How Agile is Your Resource and Capacity Planning

I asked Jerry Manas, author of The Resource Management and Capacity Planning Handbook: A Guide to Maximizing the Value of Your Limited People Resources, that question in a recent podcast. The podcast and entire transcription can be found at Resource & Capacity Planning.

An excerpt from the podcast:

Joe:   Resource capacity and planning seems kind of very disciplined and very structured; is it?

Jerry: Well it’s structured in a way. It’s disciplined in that if you look at it contextually, with any organization, you have work coming in and there’s some kind of a brief step or to assess the work that’s coming in, if it’s bigger than a red box, where it should go, something like that, some kind of scoring or scoping or something with the work coming in. But then instead of just sending it into project execution and saying, okay let’s go – which a lot of companies do, they say okay let’s go and then resources aren’t available. Usually, you find that out when a project gets delayed or things like that.

It’s structured in the sense of as this work comes in, ideally it should hop over into some sort of investment planning or portfolio planning mode where the work can come in and you can assess it in the context of all the work in the portfolio. When you assess that, to whatever even if it’s a thinking step, whatever method you use, the idea is to bring it into the portfolio, assess where can this fit in, how does it fit in in terms of importance, what’s the available capacity to do this work and this is the part everybody leaves out, when can I do the work based on my capacity or do I need to start looking at alternative sourcing strategies and start using contractors. Contractors don’t always work for everything but if you have a strategy for it, some kind of strategy to say here are the cases where we’re going to consider bringing in contractors where it makes sense and then have those as an option, otherwise the work has to slip or really you just have limited options, either you reduce the scope and you slip the work or you bring in help. So even at that high level helps an organization.

When you plan when you can do the work, then you come over, and that’s when you can get into execution and then assigning your resources and things like that. But that missing piece, that whole capacity planning piece is what a lot of organizations skip and they don’t have the process to do that.

Joe:   I think one of the buzz words for a long time now is agile and in a lot of company, you asked anybody in any company, “Oh, we’re agile…” Does this conflict with an agile mentality or does it help it?

Jerry: Actually it helps it.
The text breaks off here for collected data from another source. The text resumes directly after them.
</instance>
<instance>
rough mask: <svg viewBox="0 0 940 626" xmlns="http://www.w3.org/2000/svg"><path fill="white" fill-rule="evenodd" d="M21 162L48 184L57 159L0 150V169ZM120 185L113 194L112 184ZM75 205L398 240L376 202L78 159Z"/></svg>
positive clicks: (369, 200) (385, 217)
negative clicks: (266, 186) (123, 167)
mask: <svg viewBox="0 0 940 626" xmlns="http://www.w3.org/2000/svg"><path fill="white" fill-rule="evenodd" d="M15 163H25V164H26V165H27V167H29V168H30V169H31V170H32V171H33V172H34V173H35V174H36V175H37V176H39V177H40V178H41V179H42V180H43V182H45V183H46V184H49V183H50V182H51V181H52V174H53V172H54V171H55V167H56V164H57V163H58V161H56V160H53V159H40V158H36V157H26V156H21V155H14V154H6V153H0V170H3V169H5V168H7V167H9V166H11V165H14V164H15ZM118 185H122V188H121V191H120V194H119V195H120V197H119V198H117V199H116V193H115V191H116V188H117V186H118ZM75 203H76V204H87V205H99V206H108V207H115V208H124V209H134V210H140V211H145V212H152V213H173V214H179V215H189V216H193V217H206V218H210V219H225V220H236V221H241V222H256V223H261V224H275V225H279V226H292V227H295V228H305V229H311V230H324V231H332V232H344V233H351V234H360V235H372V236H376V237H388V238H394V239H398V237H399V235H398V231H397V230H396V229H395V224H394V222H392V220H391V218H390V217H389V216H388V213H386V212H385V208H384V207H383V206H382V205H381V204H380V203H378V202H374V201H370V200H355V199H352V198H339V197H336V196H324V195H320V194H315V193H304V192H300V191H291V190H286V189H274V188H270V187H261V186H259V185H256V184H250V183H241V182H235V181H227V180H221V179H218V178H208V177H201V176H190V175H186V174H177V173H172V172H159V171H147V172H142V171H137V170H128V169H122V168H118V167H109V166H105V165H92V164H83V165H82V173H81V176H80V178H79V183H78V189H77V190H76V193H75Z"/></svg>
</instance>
In fact, I speak quite heavily about agile. The thing is with agile; it is a bit of a different animal; it really turns everything on its head. So if you look at a wonderful project, really it starts out with a plan and then you’re estimating the cost and the schedules. You’re saying, okay here’s my requirement, here’s my scope and then I’m saying, okay what’s this going to cost me to do and when can we get done? Agile literally turns that upside down. It says, okay here are the features that I like but what I’m going to do is I’m going to fix the cost and the schedule so I’m going to have a…here’s my release period or my sprints during a certain time period and now I’m going to estimate, these are the features that I think I can deliver within that schedule. So really, it’s a completely different animal that literally turns a waterfall model on its head.

But from a resource planning perspective, people say, okay well since we’re agile well does that mean we can’t plan resources? Well, with a lot of agile organizations, what I suggest is at least reserving your resources at a high level. Even if it’s at a sprint level, saying okay we’re going to reserve our resources, so you can get some kind of sense of demand because those projects consume resources too and if you’re not tracking that work at all, if those resources are isolated to a specific project, it’s not as much of an issue but if they’re shared with the rest of the organization or they’re doing other things, then you really need to at least keep track at a high level of what the resources are doing. I don’t think you need to get into detailed resource allocations like test level things because that would be a fruitless effort on an agile project but at least at a high level to be able to get a sense of demand and that way you can mix that demand in with waterfall projects or whatever other kind of projects are going on in the company.